Wolfgang Amadé Mozart: Concerto No. 15 in B flat major for Piano and Orchestra, K. 450
Béla Bartók: Concerto for Orchestra
I was very excited to return to Heinz Hall on Friday evening (after having lunch there on Thursday!) to hear the Pittsburgh Symphony, because if there’s one thing I love, besides McDoc and chocolate, it’s the music of Béla Bartók. I wish there were a searchlight that would light up and guide me anytime Bartòk’s music was being performed, kind of like the Bat Signal… a Béla Signal!

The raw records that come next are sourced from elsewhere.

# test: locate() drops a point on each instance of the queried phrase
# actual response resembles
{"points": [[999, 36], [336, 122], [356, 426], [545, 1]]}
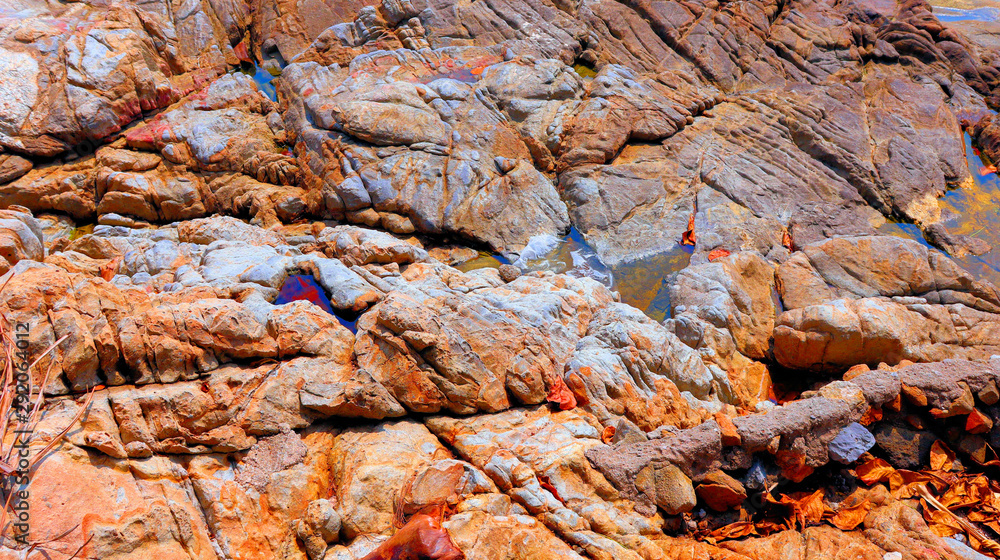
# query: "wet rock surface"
{"points": [[474, 193]]}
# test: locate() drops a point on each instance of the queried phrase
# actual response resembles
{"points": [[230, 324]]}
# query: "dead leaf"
{"points": [[978, 423], [608, 434], [736, 530], [688, 238], [715, 254], [874, 471], [848, 518], [560, 394], [942, 458], [871, 416]]}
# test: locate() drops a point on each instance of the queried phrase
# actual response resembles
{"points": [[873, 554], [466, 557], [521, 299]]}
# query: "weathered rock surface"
{"points": [[154, 201], [881, 299]]}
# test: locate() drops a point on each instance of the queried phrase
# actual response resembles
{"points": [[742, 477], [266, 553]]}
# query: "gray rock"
{"points": [[904, 448], [852, 442]]}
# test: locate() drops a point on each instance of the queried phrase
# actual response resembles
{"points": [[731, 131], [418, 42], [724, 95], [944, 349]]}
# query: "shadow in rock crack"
{"points": [[303, 287]]}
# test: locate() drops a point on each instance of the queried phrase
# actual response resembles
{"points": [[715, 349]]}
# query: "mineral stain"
{"points": [[301, 287]]}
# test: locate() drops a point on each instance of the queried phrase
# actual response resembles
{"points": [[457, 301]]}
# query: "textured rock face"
{"points": [[881, 299], [155, 199]]}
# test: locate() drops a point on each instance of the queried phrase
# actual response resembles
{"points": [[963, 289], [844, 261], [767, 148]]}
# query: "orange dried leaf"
{"points": [[871, 416], [978, 423], [608, 434], [848, 518], [874, 471], [110, 268], [560, 394], [786, 240], [688, 238], [942, 458], [736, 530], [941, 523]]}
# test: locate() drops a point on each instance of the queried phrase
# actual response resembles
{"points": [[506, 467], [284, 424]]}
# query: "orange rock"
{"points": [[856, 371], [915, 395], [560, 394], [978, 423], [578, 387], [871, 416], [688, 237], [730, 436], [715, 254], [421, 537], [608, 434], [720, 491]]}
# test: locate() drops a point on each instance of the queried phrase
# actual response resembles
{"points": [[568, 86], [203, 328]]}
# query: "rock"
{"points": [[319, 527], [904, 448], [852, 442], [509, 273], [670, 488], [378, 124], [115, 63], [720, 491], [490, 413], [20, 238], [481, 535], [222, 128], [13, 167]]}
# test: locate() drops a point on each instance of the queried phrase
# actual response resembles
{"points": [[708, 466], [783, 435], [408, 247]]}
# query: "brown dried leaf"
{"points": [[848, 518], [874, 471], [942, 458]]}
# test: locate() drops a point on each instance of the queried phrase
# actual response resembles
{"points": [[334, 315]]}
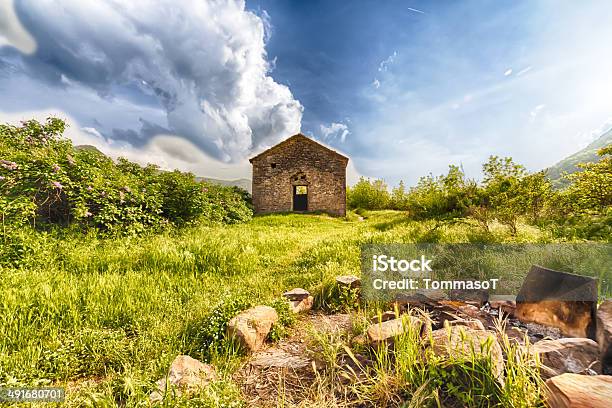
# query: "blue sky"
{"points": [[404, 88]]}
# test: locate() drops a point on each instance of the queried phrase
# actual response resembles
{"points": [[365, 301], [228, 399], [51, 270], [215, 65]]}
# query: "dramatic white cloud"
{"points": [[384, 64], [537, 103], [202, 65], [337, 131]]}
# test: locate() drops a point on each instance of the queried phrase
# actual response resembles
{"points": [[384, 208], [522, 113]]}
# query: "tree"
{"points": [[591, 188]]}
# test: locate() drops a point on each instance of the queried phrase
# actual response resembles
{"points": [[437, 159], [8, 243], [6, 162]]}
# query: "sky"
{"points": [[404, 88]]}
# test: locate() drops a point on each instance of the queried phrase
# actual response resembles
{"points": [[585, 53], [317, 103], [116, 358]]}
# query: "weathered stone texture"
{"points": [[299, 161]]}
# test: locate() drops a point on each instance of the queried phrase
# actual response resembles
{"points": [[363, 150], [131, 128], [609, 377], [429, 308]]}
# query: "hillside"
{"points": [[588, 154]]}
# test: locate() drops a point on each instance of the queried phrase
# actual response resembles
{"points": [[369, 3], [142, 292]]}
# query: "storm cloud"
{"points": [[202, 63]]}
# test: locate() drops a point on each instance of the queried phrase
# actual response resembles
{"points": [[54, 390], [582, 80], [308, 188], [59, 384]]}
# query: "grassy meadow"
{"points": [[104, 317]]}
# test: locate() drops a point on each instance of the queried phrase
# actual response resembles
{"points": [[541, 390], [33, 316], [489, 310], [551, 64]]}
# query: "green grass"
{"points": [[105, 317]]}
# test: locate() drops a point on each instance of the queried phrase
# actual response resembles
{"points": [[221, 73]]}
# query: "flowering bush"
{"points": [[45, 180]]}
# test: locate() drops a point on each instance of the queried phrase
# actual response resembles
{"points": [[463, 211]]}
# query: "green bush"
{"points": [[205, 337]]}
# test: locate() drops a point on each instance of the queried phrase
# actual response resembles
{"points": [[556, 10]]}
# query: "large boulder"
{"points": [[296, 294], [560, 300], [579, 391], [567, 355], [186, 375], [387, 331], [604, 335], [304, 305], [251, 327], [461, 342]]}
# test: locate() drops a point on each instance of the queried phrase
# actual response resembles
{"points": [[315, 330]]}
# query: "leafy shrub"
{"points": [[334, 298], [206, 336], [368, 194]]}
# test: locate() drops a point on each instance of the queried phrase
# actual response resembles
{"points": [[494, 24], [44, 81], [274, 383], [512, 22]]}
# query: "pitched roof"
{"points": [[294, 137]]}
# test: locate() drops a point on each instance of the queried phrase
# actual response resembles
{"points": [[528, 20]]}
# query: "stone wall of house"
{"points": [[299, 161]]}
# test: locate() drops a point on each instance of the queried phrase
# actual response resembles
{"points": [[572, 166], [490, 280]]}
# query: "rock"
{"points": [[568, 355], [604, 335], [186, 375], [252, 326], [516, 334], [558, 299], [303, 305], [348, 281], [278, 358], [386, 331], [477, 297], [579, 391], [420, 298], [296, 294], [473, 324], [459, 341]]}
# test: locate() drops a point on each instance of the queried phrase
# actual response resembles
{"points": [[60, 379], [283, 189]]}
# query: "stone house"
{"points": [[299, 175]]}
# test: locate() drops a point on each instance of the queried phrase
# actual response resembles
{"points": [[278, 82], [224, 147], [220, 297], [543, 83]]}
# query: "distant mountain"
{"points": [[586, 155], [245, 184]]}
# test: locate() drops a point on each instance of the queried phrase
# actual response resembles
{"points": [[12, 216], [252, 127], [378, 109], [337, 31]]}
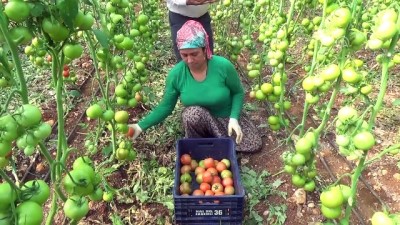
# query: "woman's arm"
{"points": [[191, 2], [235, 86], [164, 108]]}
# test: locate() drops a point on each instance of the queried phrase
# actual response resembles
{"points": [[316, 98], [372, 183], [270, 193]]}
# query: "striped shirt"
{"points": [[180, 7]]}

I knew I’d have to wait for the second half of the concert to hear Bartók’s Concerto for Orchestra — one of my favorite pieces of his. But I didn’t mind; the first half featured two works by Mozart, and he’s no slouch either. Still, I was taking poor Wolfgang a little bit for granted as McDoc and I made our way through the lobby. “Serenade this, piano concerto that… whatever,” I thought.
Silly Miss Music Nerd!
Mozart’s Serenade No. 6 in D major for Two Small Orchestras, K. 239, “Serenata notturna,” was not only charming and delightful to hear, it was also fun to watch. The smaller of the two small orchestras is actually a group of four soloists: two violins, viola and double bass, and the players made a semi-circle around the conductor’s podium as if around a campfire. Or a water-cooler. Or maybe a chocolate fondue fountain. Mmm…
Anyway, they were clearly having a good time, especially the first violinist and the violist, who were frequently paired in the music’s texture. At one point it occurred to me that I was hearing the classical music equivalent of a Fred Astaire-Ginger Rogers dance routine.

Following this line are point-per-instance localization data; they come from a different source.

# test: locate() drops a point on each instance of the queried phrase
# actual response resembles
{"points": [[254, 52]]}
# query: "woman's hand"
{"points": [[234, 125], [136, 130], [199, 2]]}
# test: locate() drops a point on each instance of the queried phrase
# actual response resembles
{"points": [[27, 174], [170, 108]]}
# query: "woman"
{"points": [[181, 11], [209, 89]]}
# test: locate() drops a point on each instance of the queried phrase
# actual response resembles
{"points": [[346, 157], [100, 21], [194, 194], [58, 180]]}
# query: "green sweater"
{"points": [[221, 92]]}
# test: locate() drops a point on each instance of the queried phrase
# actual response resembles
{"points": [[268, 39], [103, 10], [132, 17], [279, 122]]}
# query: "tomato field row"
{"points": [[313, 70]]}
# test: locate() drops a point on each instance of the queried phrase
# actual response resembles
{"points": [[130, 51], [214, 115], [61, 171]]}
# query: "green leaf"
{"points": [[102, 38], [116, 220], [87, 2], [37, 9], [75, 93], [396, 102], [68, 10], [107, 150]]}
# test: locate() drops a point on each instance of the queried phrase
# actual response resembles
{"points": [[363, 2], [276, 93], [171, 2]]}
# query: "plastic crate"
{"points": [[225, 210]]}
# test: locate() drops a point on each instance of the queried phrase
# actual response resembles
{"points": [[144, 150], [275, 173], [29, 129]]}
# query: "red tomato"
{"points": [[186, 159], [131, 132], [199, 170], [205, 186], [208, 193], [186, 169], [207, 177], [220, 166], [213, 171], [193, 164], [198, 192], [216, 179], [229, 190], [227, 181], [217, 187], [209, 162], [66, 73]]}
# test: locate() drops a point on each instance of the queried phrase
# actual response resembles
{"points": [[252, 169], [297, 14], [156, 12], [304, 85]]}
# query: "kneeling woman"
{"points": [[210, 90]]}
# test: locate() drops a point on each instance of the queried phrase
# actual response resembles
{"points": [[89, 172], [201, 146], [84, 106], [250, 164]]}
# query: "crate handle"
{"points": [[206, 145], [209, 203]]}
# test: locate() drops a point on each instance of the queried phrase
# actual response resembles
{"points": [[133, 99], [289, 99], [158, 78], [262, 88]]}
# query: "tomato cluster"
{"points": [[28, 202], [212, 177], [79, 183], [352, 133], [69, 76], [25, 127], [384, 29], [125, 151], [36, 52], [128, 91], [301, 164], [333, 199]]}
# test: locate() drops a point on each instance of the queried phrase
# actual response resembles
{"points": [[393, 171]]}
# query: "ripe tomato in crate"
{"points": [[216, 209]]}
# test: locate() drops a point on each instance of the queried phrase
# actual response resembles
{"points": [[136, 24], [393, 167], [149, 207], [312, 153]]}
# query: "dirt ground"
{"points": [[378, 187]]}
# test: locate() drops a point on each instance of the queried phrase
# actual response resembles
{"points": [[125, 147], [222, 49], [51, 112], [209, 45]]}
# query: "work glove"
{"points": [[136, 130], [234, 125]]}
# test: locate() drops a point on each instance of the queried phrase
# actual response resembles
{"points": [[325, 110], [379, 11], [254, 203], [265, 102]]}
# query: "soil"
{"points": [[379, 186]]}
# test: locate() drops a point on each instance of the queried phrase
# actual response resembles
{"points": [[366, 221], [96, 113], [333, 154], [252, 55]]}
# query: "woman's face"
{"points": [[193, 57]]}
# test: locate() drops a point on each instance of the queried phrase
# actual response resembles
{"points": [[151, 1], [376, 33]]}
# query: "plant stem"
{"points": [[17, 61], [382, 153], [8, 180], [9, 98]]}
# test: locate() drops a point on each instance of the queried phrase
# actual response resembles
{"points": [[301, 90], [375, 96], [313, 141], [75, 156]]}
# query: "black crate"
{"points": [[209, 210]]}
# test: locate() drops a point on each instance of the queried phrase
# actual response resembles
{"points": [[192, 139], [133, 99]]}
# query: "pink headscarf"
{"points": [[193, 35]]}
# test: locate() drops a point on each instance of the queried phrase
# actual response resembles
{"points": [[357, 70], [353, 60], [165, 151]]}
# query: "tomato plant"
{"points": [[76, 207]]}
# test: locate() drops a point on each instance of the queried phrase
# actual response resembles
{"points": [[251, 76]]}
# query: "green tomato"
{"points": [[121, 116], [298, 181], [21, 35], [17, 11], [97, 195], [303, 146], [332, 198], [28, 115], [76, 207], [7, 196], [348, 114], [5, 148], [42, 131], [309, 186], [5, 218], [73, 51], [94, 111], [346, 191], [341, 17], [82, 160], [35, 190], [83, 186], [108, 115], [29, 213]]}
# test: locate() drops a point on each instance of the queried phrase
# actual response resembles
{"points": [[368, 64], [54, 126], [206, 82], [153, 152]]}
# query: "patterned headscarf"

Here is a playlist with the Serenade’s three movements:
The Concerto No. 15 in B flat major for Piano and Orchestra, K. 450 was equally delightful, adding pianist Shai Wosner‘s graceful playing into the mix. I especially loved the second movement, with its surprisingly short orchestral introduction to the solo piano opening, and its sweet ending with piano and orchestra together. From the way Mr. Wosner moved a bit during the orchestral breaks, you could tell that he has also conducted concerto performances from the keyboard.
Speaking of conductors, Rafael Frühbeck de Burgos was a treat to watch. He’s the kind of conductor who eschews large bombastic movements in favor of efficient, understated gestures. Sometimes he would simply point, as if to say, “You, and you, and you over there!” And the orchestra responded smartly.

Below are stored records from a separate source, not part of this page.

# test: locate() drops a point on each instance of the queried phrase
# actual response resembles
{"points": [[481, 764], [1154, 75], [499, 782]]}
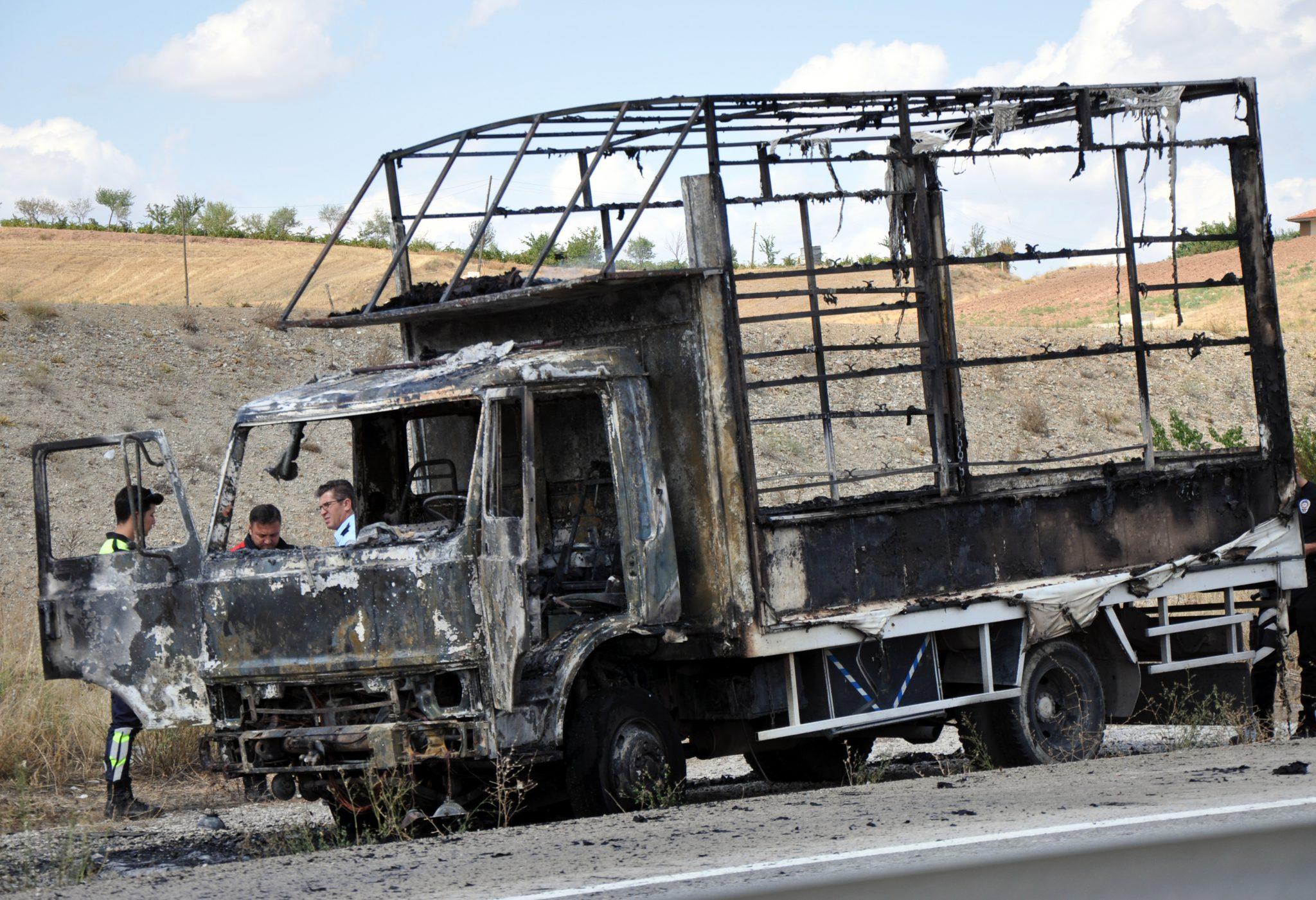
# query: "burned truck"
{"points": [[585, 543]]}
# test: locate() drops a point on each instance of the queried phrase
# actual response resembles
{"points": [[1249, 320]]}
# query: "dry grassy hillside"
{"points": [[53, 265], [1085, 295], [93, 340]]}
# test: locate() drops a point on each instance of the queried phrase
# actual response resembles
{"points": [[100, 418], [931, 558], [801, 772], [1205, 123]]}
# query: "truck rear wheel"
{"points": [[1060, 715], [623, 752]]}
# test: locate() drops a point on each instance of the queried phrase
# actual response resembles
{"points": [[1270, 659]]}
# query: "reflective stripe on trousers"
{"points": [[120, 752]]}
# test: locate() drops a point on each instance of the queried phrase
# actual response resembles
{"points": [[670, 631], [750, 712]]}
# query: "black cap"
{"points": [[145, 500]]}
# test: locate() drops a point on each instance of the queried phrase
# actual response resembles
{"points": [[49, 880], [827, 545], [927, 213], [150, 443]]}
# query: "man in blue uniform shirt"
{"points": [[337, 506], [1302, 621], [124, 723]]}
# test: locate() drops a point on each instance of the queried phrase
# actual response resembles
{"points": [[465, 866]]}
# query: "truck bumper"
{"points": [[345, 748]]}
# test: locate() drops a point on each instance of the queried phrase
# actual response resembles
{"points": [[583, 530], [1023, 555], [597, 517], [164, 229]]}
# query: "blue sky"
{"points": [[287, 101]]}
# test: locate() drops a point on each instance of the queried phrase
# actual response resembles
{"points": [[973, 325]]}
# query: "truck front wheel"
{"points": [[1058, 716], [623, 753]]}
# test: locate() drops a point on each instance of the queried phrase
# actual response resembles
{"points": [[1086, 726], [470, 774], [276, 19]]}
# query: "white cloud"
{"points": [[1177, 40], [1290, 197], [262, 50], [60, 158], [482, 11], [865, 66]]}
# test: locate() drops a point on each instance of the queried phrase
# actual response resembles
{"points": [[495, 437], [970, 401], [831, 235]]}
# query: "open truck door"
{"points": [[129, 620], [507, 534]]}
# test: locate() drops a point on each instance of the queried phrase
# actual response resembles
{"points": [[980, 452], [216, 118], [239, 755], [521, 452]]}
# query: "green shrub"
{"points": [[1304, 448]]}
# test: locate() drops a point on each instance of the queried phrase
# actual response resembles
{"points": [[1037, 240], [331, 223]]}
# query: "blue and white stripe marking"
{"points": [[849, 678], [912, 669]]}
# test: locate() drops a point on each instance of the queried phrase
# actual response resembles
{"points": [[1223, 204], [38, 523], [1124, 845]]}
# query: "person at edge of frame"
{"points": [[1269, 641], [124, 723], [336, 502]]}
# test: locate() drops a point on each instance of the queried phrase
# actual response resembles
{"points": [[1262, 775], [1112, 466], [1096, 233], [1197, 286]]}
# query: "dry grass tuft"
{"points": [[37, 376], [188, 320], [383, 355], [269, 315], [39, 312], [1110, 418], [1032, 418]]}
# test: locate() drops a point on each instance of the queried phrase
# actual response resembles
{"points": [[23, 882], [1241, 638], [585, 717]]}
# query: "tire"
{"points": [[1060, 715], [620, 744], [810, 759]]}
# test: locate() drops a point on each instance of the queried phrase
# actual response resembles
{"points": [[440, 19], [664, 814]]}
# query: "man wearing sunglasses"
{"points": [[337, 506]]}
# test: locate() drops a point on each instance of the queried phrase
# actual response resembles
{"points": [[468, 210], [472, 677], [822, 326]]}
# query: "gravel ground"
{"points": [[179, 840], [253, 856]]}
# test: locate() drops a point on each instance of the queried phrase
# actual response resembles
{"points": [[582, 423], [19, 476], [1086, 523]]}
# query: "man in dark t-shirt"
{"points": [[1302, 621], [265, 529]]}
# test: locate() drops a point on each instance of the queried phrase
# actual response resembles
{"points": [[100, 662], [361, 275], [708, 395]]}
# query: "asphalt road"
{"points": [[1085, 829]]}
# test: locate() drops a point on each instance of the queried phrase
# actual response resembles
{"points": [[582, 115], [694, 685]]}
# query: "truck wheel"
{"points": [[621, 748], [810, 759], [1060, 715]]}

Here’s a playlist of the piano concerto:
After intermission, it was time for the big guns. One of the really cool things about the Concerto for Orchestra is the way it gives all the instruments of the orchestra a turn in the spotlight. The second movement opens very sparsely, with snare drum and a pair of bassoons, followed by oboes and clarinets in turn. And the third movement begins with a timpani-double bass pairing, soon joined by a plaintive, desolate oboe repeating a single note while clarinet, flute and harp shiver in the background.
The first movement starts out starkly too, with an ascending perfect 4th theme in the double basses (decades before Star Trek made that interval iconic!). Then the instruments gradually accumulate as a low, menacing phrase repeats with increasing speed. It’s menacing because it outlines the interval of a tritone: the devil in music! It makes your hair stand on end — in a good way. That’s what I came here for, baby!